En la práctica, la tira de glucosuria se moja en la orina. Es necesario que se trate de orina reciente y para ello se aconseja utilizar el método de la doble micción. Este método consiste en vaciar la vejiga de orina (puede contener glucosa de algunas horas antes y que no se corresponda con la glucemia del momento actual), beber un vaso de agua y determinar la glucosuria unos minutos después. De ésta manera la glucosuria sí suele guardar relación con el nivel de glucemia.
CETONURIAS
La determinación de cuerpos cetónicos (acetona) en la orina (cetonurias) no es una práctica habitual en el día a día de la mayoría de personas con diabetes. No obstante, también forma parte del autoanálisis y es importante que los pacientes, especialmente los tratados con insulina, estén adiestrados en la autodeterminación de cetonurias, conozcan el significado de la presencia de cuerpos cetónicos en la orina y sepan actuar en consecuencia. La presencia de cetosis puede implicar una modificación en la pauta habitual de insulina y cambios en el aporte de líquidos y carbohidratos. Desde un punto de vista práctico, conviene distinguir aquellas situaciones en las que la presencia de cuerpos cetónicos en la orina es consecuencia de un aporte insuficiente de carbohidratos en la dieta, de aquellas en las que la cetonuria es debida a un déficit de insulina. En el primer caso, es característico que la glucosuria sea nula, mientras que en la segunda situación la cetonuria se acompaña de hiperglucemia y glucosuria positiva.

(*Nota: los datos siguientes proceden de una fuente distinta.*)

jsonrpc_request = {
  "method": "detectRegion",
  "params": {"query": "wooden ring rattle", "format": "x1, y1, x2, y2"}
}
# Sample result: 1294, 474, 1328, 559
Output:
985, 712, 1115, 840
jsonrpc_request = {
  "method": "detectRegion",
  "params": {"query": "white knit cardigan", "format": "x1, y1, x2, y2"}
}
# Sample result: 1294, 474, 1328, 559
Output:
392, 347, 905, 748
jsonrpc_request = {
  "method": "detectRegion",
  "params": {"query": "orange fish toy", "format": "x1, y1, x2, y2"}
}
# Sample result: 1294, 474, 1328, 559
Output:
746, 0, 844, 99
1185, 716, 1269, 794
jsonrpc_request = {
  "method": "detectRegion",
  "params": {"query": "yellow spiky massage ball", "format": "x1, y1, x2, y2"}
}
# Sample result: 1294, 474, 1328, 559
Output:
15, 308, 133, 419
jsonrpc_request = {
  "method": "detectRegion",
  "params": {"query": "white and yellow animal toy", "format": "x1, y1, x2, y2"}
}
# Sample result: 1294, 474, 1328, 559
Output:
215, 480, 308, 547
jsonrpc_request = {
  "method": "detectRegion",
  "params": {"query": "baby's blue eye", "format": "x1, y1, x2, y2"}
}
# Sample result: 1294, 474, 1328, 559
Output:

El autoanálisis de la cetonuria es necesario en determinadas circunstancias clínicas como procesos febriles, intervenciones quirúrgicas, accidentes, presencia de síntomas de cetosis (acetona alta) en forma de nauseas, vómitos o dolor abdominal. En general se recomienda la determinación de cetonuria siempre que la glucemia sea superior a 280-300 mg/dl.
Las tiras reactivas para cetonuria utilizan como reactivo nitroprusiato sódico. Pueden detectar cantidades variables de cuerpos cetónicos en orina y los resultados se expresan generalmente en forma de cruces (de - a +++), tras compararlos con la escala de colores de referencia. También existen tiras reactivas (Ketodiabur Test 5.000) que permiten la determinación simultánea de glucosuria y cetonuria, así como la cuantificación del resultado.
Por otra parte, se ha comercializado recientemente una tira reactiva para la detección de cuerpos cetónicos (en concreto el beta-hidroxibutirato) en sangre capilar, cuya principal utilidad parece centrarse en la Diabetes tipo 1.